The two types of errors can be given different weights according to their importance. Therefore, different applications can have different err\text{err}err. Err ^=err widehat{\text{err}}err when considering the error measure in the algorithm (remember the error measure in the algorithm is err^=err widehat{\text{err}}=\text{err}err =err), the best case of course is to make err^=err widehat{\text{err}}=\text{err}err =err, Err ^\widehat{\text{err}}err ^\widehat{\text{err}}err It is better to have closed-form solution or convex objective function.

After adding the error measure design to A\mathcal{A}A, the learning flow is as follows:

One can use a strategy of “virtual copying” if the two types of errors have different weights.

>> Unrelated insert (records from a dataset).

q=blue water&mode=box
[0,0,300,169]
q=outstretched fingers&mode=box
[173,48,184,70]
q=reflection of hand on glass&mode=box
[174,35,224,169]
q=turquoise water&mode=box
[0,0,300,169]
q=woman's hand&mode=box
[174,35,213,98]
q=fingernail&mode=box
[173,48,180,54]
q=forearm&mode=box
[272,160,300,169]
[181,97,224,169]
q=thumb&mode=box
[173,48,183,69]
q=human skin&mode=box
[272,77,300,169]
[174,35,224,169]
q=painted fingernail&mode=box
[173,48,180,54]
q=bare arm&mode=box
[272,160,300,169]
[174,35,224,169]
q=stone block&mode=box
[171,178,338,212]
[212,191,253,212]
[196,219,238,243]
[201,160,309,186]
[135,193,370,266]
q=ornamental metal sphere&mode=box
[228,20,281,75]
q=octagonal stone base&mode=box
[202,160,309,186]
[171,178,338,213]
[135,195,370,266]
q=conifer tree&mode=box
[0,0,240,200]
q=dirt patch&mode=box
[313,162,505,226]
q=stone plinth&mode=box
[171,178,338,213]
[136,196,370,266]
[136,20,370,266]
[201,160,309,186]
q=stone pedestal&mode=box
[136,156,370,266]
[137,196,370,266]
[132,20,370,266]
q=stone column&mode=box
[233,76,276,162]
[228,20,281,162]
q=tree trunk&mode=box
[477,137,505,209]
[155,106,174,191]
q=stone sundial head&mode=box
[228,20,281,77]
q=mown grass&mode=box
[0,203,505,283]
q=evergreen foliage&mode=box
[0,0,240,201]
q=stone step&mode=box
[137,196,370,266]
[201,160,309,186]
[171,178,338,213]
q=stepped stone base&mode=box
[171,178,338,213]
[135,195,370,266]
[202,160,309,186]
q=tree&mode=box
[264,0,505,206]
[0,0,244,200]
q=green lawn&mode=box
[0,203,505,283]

Take the Pocket algorithm as an example, assuming that the weight of false reject error is 1 and false Accept error weight is 1000, it is not necessary to assign weight to each sample point during calculation, but can “virtually” copy 1000 copies of y=−1y=-1y=−1 points. In practice, there is no need to copy. When selecting sample points randomly, the probability of the algorithm randomly selecting points y=−1y=-1y=−1 can be increased by 1000 times.